|I don’t think I’ll have a chance to post tomorrow as we are going for a Matrix Marathon; our friend H, [...] and I are going to watch all three Matrix films back to back... I shall reserve judgement and review this experience at the weekend. Anyway, in between my numerous and various preparatory jobs I thought I ought to explain synaesthesia since I made a reference.|
Synaesthesia is where people experience one sensations or abstract concept as a different sort of sensation or abstract concept. People may ‘taste’ sounds, they may ‘see’ numbers as colours and so on. Everybody experiences something of this to some extent.
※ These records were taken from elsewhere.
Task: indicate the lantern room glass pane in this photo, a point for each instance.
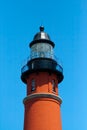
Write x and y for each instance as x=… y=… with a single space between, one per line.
x=44 y=50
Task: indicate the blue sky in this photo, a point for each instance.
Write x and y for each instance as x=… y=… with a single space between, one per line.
x=66 y=23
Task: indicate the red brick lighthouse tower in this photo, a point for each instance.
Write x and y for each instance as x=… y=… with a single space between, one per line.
x=42 y=74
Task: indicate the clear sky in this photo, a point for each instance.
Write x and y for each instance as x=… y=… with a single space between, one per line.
x=66 y=23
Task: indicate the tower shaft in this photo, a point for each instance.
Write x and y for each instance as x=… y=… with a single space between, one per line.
x=42 y=74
An excellent illustrative example was given in one of the Reith Lectures 2003 about the evolutionary development of language. Apparently the experiment usually uses pictures and I am doing this from a two year old memory but here we go.
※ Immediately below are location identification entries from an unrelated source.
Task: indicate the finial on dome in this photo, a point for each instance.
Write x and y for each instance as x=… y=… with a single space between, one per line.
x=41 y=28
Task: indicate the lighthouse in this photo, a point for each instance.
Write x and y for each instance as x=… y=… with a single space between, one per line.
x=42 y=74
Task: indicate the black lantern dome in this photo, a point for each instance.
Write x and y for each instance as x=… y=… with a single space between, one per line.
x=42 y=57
There are two aliens from far across the galaxy. One is a very spikey, angular shape with several legs and the other is a soft very round globular thing that just bounces along when it travels. One is called a boolub and one is called a kiki. Which is the boolub and which is the kiki?
Exactly, that’s what everyone says. Of course it is. The way a word sounds shouldn’t logically bare any relation to what shape a thing is, what it might look and feel like. But we automatically make these associations. We say that cheese, which we taste is sharp (sensation) or mellow (sound), that an item of clothing is loud, that Johnny Depp is tasty when very few of us have had the opportunity to test this assertion and so on. Wherever you are in the world, your first word was most likely "mamma", whether it later turned into mom, mummy, maman, mutter, madre etc. Mamma is a lovely, soft and warm word. Which is probably why we call mammaries mammaries.
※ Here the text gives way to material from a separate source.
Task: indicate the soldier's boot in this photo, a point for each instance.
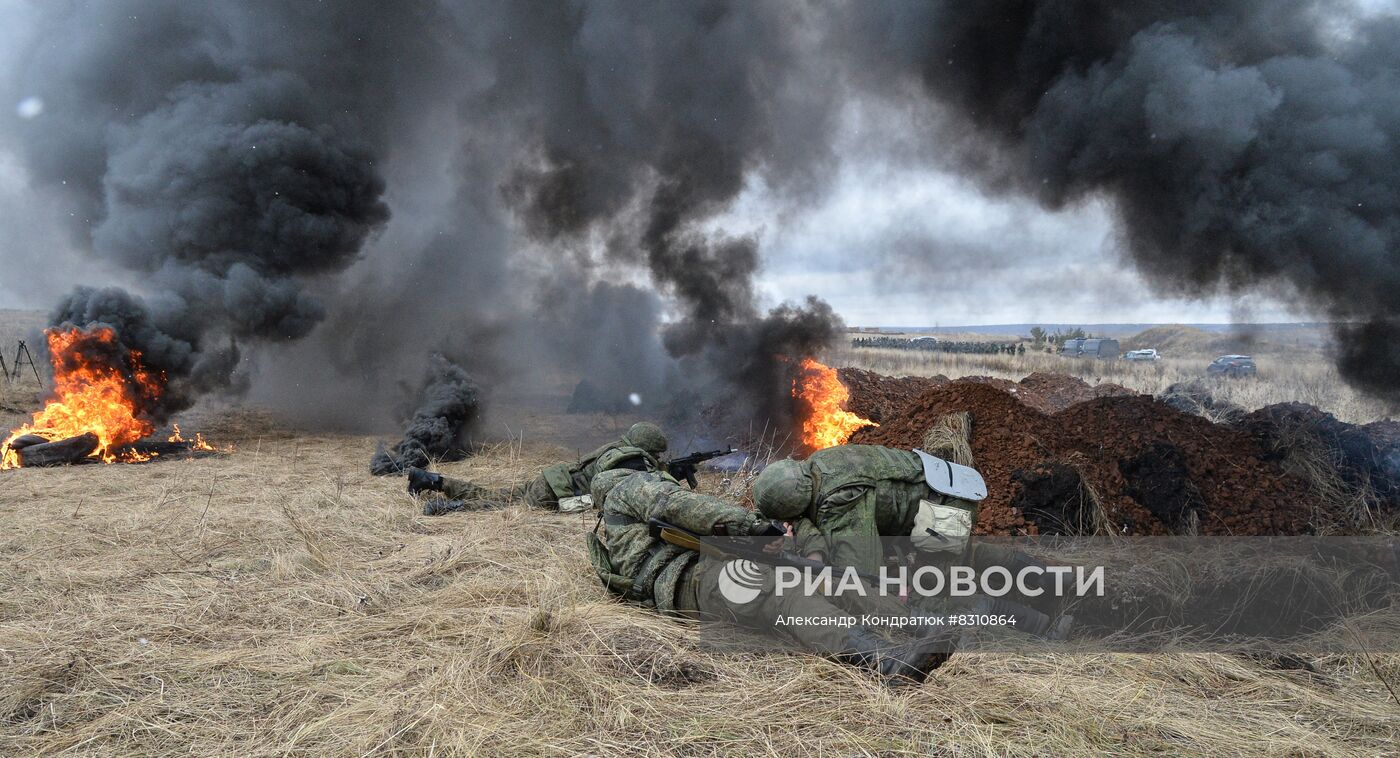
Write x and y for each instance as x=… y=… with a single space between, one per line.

Like I said, the same applies to abstract concepts like numbers – apparently people who see numbers as colours can be totally flummuxed when numbers are coloured in ways which don’t correspond to their colour scheme, as it were. So if a 3 is usually coloured red in their mind and they see it coloured yellow, which is the colour that belongs to a 4, they may well square it to make 16 as opposed to 9. Do you follow? Good. I find this a fascinating idea. I am fascinated the way different individuals process abstract information. Neuropsychology is my back-up plan if the book doesn’t work out.
Personally, I always think about time as a shape, a three dimensional shape around me with curves and dips and bends which are difficult to describe, a path more than a passage, but one that necessarily follows the rules of gravity. I see this path both ahead and behind me, but the units of time aren’t regular distances; some hours and days pass significantly quicker and less notably than others. And I think like a lot of people, I colour people. Not so much people I know well who change colour with my feelings towards them, but for example my doctor is green, my neighbour is orange, the taxi driver I used most often is grey (not a bad grey, a kind of dove grey) and so on.
And I feel music. I thought everybody did, but I have recently realised that some people may only hear it in their heads. When I listen to it loudly and concentrate on the music I have real physical sensations all over my body, mostly in my chest and abdomen. These sensations relate to instruments or voices. For example, in my All Time Top Twenty Personal Pick of the Pops, I sited Neil Finn as having a voice which I feel in my kidneys. Tenor voices and sounds tend to be in this area, round my sides, towards my back (which I guess is an erogenous zone and these are the voices I like best). Bass voices and sounds and most drums are in my spine, from in the middle of my back down to my pelvic floor. Soprano and alta voices and sounds tend to be round the front, flutes and violins being high in my chest. Kate Bush flitters around my shoulders and the highest note in The Lark Ascending comes about half way up my throat. These sensations are usually neutral, but rhythms and patterns make them pleasant and I go in another room when [...] puts on his Alien Sex Fiend records.
This is not a particularly useful gift and it hasn’t made me particularly good at music. But it is very good for me because I haven’t got a lot to thank my physical make-up for and my body spends most of its time complaining at me, restricting my freedom and generally malfunctioning. And it means I really really enjoy music. I mean really which is what I was talking about in reference to the first 16 bars of Voodoo Child. So now you understand.